Essa é a história de quando roubaram o cérebro de Albert Einstein.
Esta é uma história tão fascinante quanto bizarra. E sim, eu escrevi exatamente o que aconteceu: roubaram o cérebro de Einstein. Por sorte (coloque quantas interrogações quiser), tio Albert já estava morto quando retiraram o cérebro dele.
Eu não preciso falar muito sobre Albert Einstein.
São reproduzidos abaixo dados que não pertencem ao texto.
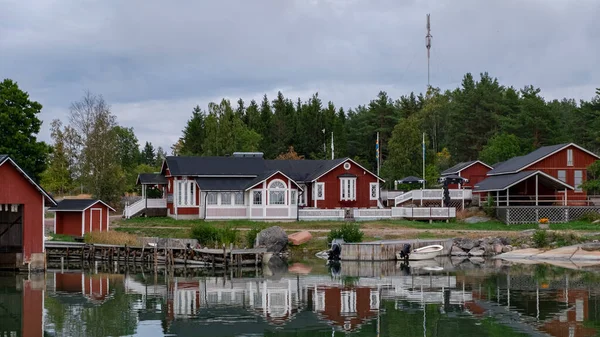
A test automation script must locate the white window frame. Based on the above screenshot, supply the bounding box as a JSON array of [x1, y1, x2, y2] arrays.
[[290, 190, 298, 205], [313, 183, 325, 200], [340, 177, 356, 201], [298, 184, 306, 206], [251, 190, 263, 206], [206, 192, 219, 205], [220, 192, 233, 206], [567, 149, 573, 166], [233, 191, 244, 205], [175, 179, 198, 207], [556, 170, 567, 183], [369, 182, 379, 200], [573, 170, 583, 192], [267, 179, 288, 206]]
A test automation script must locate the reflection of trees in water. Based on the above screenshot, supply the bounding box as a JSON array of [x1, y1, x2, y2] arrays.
[[45, 284, 141, 336]]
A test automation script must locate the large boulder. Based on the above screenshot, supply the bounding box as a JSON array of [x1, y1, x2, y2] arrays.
[[256, 226, 288, 254]]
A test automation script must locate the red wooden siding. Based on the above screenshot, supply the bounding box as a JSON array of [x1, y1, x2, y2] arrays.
[[56, 202, 109, 236], [525, 146, 597, 205], [308, 160, 377, 209], [0, 161, 44, 262], [448, 162, 490, 189], [55, 212, 81, 236]]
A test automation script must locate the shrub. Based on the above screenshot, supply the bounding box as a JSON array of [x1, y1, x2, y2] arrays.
[[579, 212, 600, 222], [483, 196, 496, 218], [191, 223, 239, 246], [246, 225, 265, 248], [327, 223, 364, 243], [532, 230, 548, 248]]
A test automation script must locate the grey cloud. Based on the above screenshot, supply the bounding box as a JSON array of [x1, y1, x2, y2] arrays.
[[0, 0, 600, 150]]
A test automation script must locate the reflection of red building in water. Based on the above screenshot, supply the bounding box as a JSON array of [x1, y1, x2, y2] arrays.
[[308, 286, 379, 331], [540, 290, 597, 337], [54, 273, 110, 302]]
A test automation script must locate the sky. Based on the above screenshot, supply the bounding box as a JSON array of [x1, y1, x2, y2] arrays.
[[0, 0, 600, 152]]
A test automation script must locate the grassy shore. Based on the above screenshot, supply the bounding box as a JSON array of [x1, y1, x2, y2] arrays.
[[114, 218, 600, 231]]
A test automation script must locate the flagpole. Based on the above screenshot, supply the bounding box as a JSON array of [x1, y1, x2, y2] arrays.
[[375, 132, 381, 176], [423, 132, 425, 189]]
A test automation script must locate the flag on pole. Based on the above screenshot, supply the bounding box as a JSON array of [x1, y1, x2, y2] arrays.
[[331, 132, 334, 160]]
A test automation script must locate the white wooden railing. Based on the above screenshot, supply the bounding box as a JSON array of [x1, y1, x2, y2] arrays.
[[394, 189, 473, 206], [298, 208, 344, 220], [392, 207, 456, 219]]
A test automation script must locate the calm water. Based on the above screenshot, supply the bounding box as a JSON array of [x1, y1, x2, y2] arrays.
[[0, 259, 600, 337]]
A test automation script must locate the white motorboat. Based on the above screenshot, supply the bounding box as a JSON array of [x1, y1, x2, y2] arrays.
[[396, 245, 444, 261]]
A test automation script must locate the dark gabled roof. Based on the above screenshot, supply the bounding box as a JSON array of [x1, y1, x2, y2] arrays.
[[0, 154, 56, 206], [48, 199, 116, 212], [196, 178, 256, 192], [488, 143, 600, 175], [166, 156, 264, 177], [440, 160, 492, 176], [135, 173, 167, 185], [474, 171, 573, 192], [265, 158, 346, 182]]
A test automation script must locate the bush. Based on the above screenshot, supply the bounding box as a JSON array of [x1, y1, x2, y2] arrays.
[[327, 223, 364, 243], [532, 230, 548, 248], [483, 196, 496, 218], [246, 225, 265, 248], [578, 212, 600, 222], [191, 223, 239, 246]]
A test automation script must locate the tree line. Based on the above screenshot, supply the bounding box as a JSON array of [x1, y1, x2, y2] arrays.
[[0, 73, 600, 202]]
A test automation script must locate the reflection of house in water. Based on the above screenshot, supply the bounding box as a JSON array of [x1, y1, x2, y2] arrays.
[[49, 272, 114, 304], [0, 274, 44, 337]]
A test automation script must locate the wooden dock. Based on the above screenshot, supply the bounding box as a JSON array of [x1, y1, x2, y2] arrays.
[[45, 242, 267, 269], [340, 239, 452, 261]]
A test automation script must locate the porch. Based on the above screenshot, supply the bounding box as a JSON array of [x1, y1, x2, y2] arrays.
[[496, 206, 600, 225], [394, 188, 473, 209]]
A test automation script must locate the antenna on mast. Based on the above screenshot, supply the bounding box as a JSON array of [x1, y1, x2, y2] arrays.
[[425, 14, 433, 90]]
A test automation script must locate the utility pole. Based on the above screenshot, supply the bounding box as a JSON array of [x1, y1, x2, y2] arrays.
[[425, 14, 433, 90]]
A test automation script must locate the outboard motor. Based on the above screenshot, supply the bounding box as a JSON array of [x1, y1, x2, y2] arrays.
[[400, 243, 410, 264], [329, 239, 344, 261]]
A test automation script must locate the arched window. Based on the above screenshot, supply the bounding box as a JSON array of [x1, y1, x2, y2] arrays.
[[269, 180, 286, 205]]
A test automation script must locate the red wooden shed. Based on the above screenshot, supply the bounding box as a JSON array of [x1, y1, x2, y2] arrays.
[[0, 155, 56, 269], [49, 199, 115, 236]]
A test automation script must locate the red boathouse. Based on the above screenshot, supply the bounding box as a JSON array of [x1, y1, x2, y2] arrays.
[[49, 199, 115, 236], [0, 155, 56, 269]]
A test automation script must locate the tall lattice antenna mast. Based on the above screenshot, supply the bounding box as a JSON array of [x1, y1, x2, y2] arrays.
[[425, 14, 433, 90]]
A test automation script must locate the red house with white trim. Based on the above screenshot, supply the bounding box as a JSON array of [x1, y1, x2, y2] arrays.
[[0, 155, 56, 269], [474, 143, 600, 206], [48, 199, 115, 236], [125, 153, 381, 220]]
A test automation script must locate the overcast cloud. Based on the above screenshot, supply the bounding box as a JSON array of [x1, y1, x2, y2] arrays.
[[0, 0, 600, 148]]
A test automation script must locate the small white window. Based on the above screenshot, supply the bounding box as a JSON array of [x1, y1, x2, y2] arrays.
[[340, 178, 356, 201], [268, 180, 286, 205], [252, 191, 262, 205], [369, 183, 379, 200], [298, 185, 306, 206], [175, 180, 196, 207], [315, 183, 325, 200], [206, 192, 217, 205], [558, 170, 567, 183], [573, 170, 583, 192], [221, 192, 231, 205], [290, 190, 298, 205], [233, 192, 244, 205], [567, 149, 573, 166]]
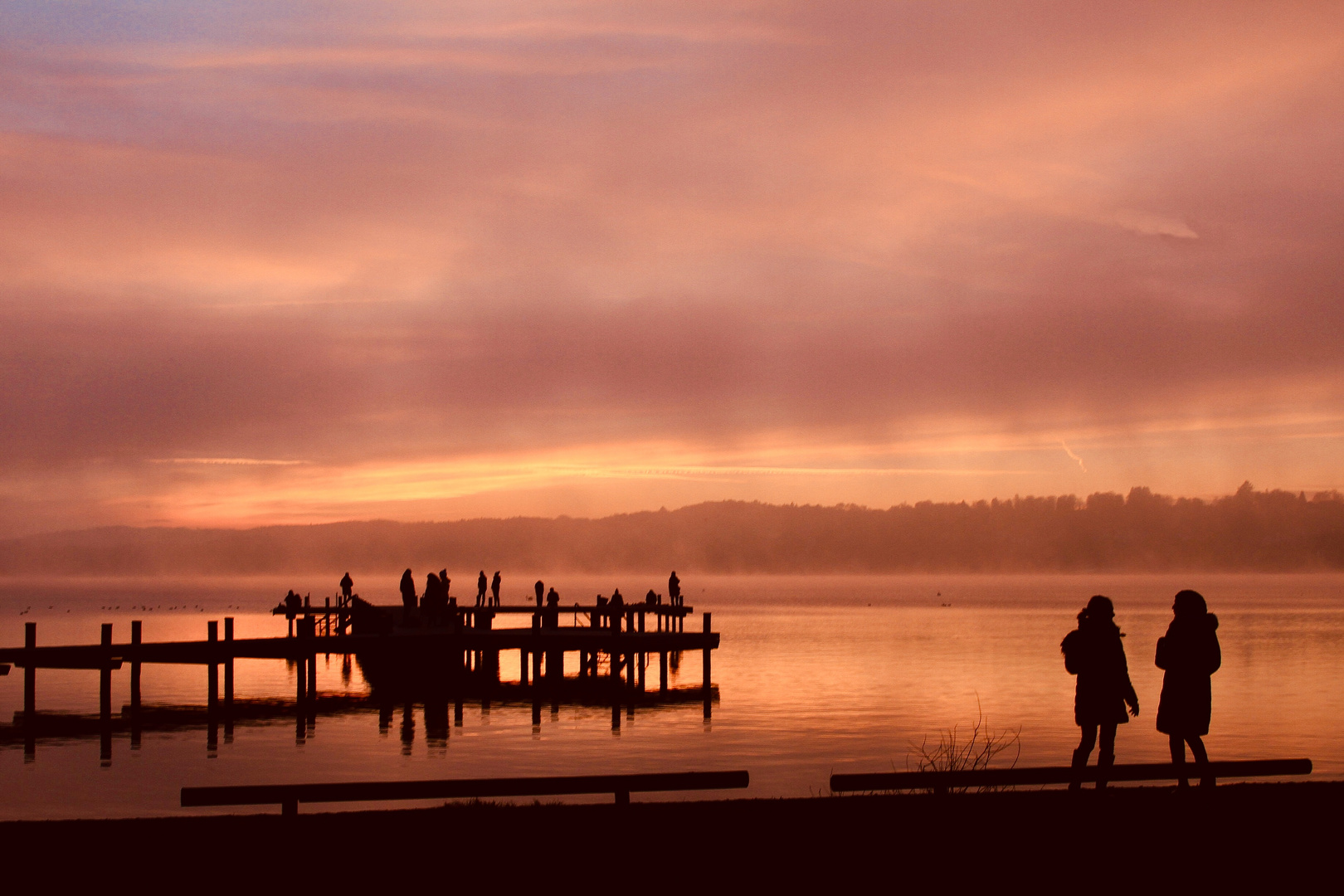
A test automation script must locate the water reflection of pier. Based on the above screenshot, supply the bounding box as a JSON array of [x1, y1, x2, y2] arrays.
[[0, 598, 719, 762]]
Aquele tema de sempre de ele ser um aluno de mediano para ruim segundo os padrões alemães (e a história real não é bem essa, mas vou passar batido por isso) acabando por ter uma vida complicada já que não basta ser gênio para chegar à riqueza. Muita gente burra consegue chegar lá, mas manter essa fortuna é secundário.
Estou me dispersando. Voltemos ao assunto.
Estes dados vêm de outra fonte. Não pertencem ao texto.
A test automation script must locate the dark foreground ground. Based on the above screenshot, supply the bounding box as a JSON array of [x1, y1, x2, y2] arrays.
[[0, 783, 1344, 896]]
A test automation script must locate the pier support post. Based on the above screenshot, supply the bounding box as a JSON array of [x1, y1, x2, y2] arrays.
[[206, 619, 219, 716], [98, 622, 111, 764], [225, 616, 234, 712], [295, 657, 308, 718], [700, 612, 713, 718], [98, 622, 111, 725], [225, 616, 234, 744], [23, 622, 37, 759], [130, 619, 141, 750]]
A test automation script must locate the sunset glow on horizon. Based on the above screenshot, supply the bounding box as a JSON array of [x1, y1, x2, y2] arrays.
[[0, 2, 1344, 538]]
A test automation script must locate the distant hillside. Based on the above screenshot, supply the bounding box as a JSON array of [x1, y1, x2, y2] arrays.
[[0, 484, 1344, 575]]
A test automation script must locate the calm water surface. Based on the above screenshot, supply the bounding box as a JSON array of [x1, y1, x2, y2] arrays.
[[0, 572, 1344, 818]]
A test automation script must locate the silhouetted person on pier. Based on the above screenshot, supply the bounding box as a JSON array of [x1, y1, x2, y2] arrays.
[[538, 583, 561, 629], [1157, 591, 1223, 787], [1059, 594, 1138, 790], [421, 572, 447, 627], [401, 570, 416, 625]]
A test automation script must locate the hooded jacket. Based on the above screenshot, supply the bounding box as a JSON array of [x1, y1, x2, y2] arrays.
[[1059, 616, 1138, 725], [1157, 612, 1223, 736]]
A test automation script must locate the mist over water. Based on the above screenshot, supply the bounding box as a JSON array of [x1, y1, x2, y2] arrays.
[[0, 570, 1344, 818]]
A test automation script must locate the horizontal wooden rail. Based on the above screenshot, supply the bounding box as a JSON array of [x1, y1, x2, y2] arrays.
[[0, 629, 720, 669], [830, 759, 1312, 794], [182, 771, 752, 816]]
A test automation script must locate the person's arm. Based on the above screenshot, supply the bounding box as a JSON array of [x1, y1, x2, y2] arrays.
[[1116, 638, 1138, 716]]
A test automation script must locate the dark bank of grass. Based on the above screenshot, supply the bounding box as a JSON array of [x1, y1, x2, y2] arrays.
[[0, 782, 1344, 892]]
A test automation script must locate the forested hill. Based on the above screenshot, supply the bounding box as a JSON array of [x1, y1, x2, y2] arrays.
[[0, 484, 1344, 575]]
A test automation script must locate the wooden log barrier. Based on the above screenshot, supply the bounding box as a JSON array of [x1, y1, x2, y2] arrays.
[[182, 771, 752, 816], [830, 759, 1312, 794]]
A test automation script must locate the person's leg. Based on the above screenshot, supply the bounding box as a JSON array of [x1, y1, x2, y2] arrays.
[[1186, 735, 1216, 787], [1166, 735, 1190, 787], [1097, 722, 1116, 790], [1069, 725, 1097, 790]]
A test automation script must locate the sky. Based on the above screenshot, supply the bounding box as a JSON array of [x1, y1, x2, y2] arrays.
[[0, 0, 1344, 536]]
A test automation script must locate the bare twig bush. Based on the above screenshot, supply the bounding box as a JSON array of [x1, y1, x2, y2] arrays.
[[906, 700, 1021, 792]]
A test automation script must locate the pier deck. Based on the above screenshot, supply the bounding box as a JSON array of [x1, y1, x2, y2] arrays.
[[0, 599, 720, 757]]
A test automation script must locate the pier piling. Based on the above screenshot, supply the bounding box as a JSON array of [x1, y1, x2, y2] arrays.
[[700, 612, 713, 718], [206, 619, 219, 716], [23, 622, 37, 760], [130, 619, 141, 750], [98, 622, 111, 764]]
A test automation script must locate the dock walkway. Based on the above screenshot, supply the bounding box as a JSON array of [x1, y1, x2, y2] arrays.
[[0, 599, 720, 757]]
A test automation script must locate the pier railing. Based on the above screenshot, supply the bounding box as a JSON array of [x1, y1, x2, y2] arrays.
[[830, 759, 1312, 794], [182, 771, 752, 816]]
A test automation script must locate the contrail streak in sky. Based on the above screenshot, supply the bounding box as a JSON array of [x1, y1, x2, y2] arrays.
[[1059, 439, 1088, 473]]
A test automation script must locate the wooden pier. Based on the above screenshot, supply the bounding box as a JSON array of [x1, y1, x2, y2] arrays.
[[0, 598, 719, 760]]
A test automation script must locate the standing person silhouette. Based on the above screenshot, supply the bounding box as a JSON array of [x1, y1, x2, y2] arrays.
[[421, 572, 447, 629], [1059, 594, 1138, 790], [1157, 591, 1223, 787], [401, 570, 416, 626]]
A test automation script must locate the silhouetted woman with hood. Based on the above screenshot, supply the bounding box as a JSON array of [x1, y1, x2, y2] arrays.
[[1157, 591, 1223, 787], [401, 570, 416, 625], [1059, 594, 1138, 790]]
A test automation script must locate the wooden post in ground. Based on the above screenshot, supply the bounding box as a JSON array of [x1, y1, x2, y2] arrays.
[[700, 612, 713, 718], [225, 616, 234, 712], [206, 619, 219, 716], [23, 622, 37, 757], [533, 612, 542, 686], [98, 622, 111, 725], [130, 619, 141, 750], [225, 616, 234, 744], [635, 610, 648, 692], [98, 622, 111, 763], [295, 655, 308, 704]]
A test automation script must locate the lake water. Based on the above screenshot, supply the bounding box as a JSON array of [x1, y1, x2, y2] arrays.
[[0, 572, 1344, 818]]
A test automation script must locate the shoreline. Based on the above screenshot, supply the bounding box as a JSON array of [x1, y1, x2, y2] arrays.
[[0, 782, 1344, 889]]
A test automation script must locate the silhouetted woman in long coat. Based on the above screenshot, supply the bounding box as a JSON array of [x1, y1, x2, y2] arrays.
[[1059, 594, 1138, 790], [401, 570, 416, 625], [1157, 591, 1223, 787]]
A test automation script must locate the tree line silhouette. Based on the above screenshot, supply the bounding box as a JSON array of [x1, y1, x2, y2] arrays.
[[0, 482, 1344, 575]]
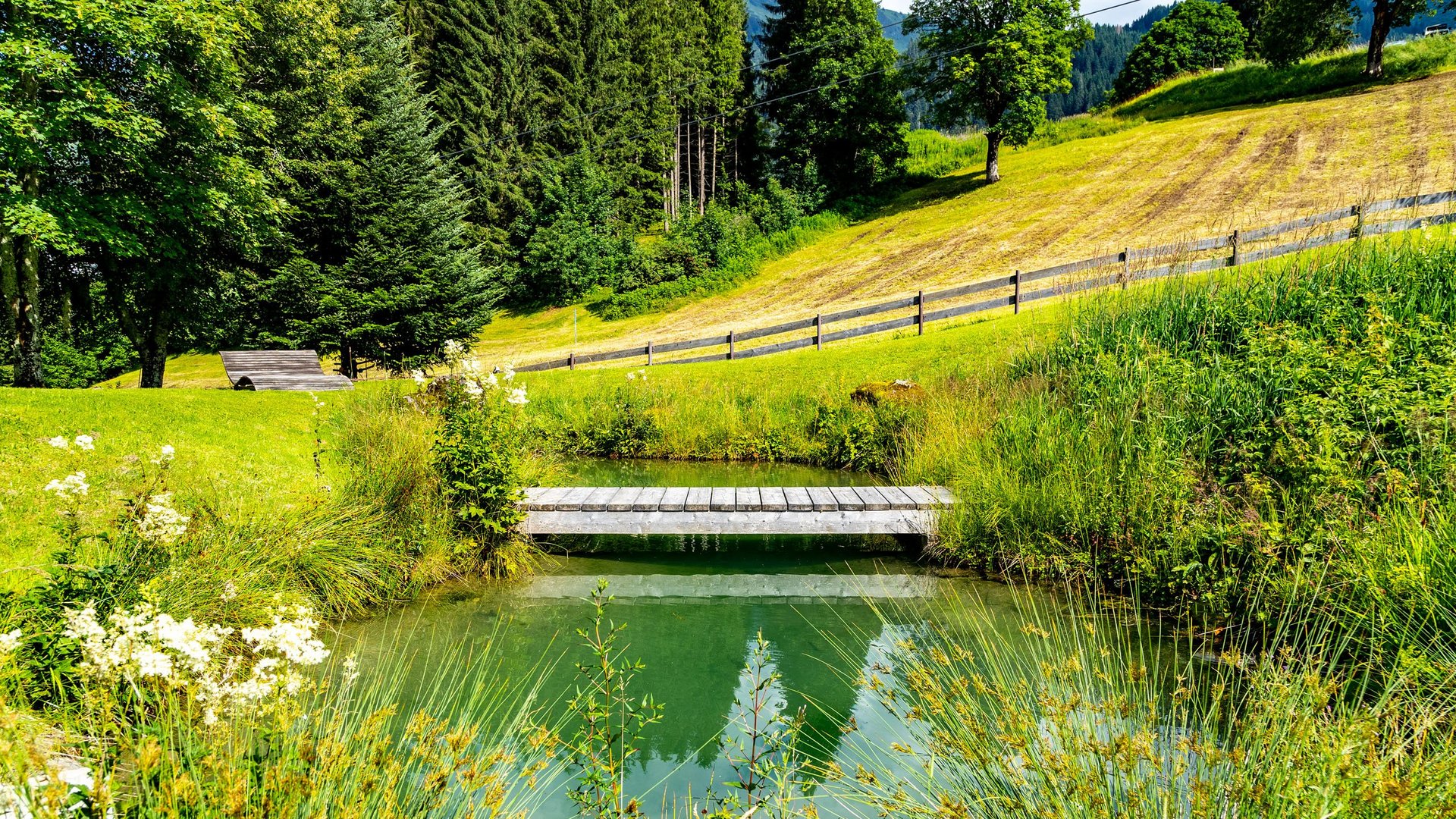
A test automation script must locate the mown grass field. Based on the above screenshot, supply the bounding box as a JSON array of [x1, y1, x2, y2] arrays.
[[105, 39, 1456, 388], [463, 40, 1456, 362], [0, 389, 329, 579], [17, 223, 1448, 587]]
Einstein tinha ido morar na Suíça com sua família, mas em 1933 aconteceu umas coisinhas chatas na Europa. Um tal de ascensão de nazistas ao poder. Sendo de família judia, Einstein era esperto o suficiente para saber que aquilo não iria dar em alguma coisa boa, então, fugiu para os Estados Unidos, onde se tornaria um ícone em vários sentidos.
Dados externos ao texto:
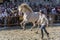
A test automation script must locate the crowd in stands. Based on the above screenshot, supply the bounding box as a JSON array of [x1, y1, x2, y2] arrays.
[[0, 2, 60, 24]]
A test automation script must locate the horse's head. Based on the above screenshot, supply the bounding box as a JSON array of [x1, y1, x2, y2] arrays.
[[18, 3, 33, 13]]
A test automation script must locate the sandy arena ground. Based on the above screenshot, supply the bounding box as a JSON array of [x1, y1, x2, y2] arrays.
[[0, 26, 60, 40]]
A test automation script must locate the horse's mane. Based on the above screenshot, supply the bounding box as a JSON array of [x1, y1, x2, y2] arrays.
[[18, 3, 33, 12]]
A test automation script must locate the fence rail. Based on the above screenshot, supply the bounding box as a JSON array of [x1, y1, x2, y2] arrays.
[[0, 14, 60, 26]]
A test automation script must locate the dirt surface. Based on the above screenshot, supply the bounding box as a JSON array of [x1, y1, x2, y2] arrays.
[[0, 26, 60, 40]]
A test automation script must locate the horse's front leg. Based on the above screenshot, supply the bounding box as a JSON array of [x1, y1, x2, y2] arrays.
[[20, 21, 25, 30]]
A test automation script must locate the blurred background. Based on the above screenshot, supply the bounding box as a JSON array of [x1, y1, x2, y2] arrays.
[[0, 0, 60, 26]]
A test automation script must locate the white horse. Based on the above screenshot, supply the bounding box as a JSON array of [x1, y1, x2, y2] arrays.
[[18, 3, 39, 29]]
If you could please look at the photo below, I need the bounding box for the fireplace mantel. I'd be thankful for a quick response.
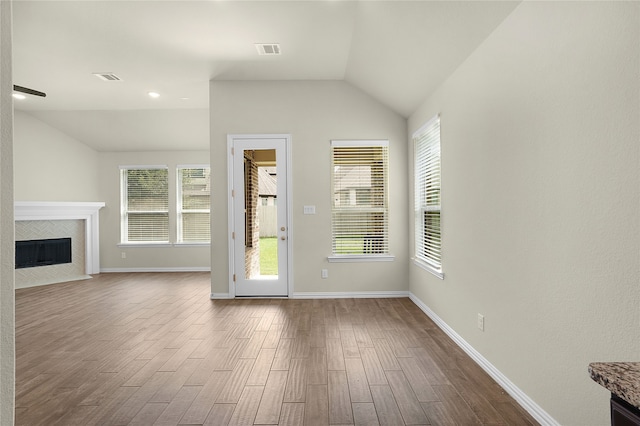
[14,201,105,275]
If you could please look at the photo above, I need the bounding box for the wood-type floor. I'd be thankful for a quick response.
[16,273,537,426]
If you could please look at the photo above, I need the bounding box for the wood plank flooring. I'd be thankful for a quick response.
[16,273,537,426]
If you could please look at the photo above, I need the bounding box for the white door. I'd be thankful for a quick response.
[229,135,290,297]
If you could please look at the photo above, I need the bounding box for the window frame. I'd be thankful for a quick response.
[327,140,395,263]
[118,165,171,247]
[175,164,211,247]
[412,114,444,279]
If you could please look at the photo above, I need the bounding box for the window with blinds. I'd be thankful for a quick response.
[413,116,442,278]
[177,166,211,243]
[331,141,389,256]
[120,166,169,243]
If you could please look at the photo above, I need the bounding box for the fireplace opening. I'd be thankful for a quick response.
[16,238,71,269]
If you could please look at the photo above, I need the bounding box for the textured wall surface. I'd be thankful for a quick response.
[209,81,408,293]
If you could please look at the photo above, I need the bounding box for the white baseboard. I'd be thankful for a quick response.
[100,266,211,273]
[409,293,560,426]
[291,291,409,299]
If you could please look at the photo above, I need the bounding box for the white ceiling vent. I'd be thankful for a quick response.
[256,43,280,55]
[93,72,122,81]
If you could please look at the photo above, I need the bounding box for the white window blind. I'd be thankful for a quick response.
[413,116,442,274]
[120,166,169,243]
[177,166,211,243]
[331,141,389,256]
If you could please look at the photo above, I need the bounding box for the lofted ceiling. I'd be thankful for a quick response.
[13,0,518,151]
Einstein acabou por se estabelecer em Princeton, Nova Jersey, onde ele assumiu um cargo no Instituto de Estudos Avançados. Ele foi um dos que escreveram uma carta falando da necessidade de desenvolvimento de bombas atômicas antes que outros aventureiros fizessem primeiro. Aquele papo de pacifista é ótimo para os filmes e obras literárias em geral, mas a realidade não é preto e branco. Tem umas certas… nuances.
Deixando isso de lado, Einstein tinha outros problemas. Por quase quatro décadas, tio Albert lutou contra doenças crônicas, principalmente distúrbios digestivos, doenças no fígado e dores de estômago. Em 1948, ele conseguiu escapar da morte graças a uma operação estranha feita pelo dr. Rudolf Nissen, quando o bom facultativo envolveu o aneurisma da aorta de Einstein com celofane, desencadeando uma reação corporal que milagrosamente impediu uma ruptura.
Sim, isso é tão estranho quanto soa. Mas, acaba com o adágio: se funciona, funciona.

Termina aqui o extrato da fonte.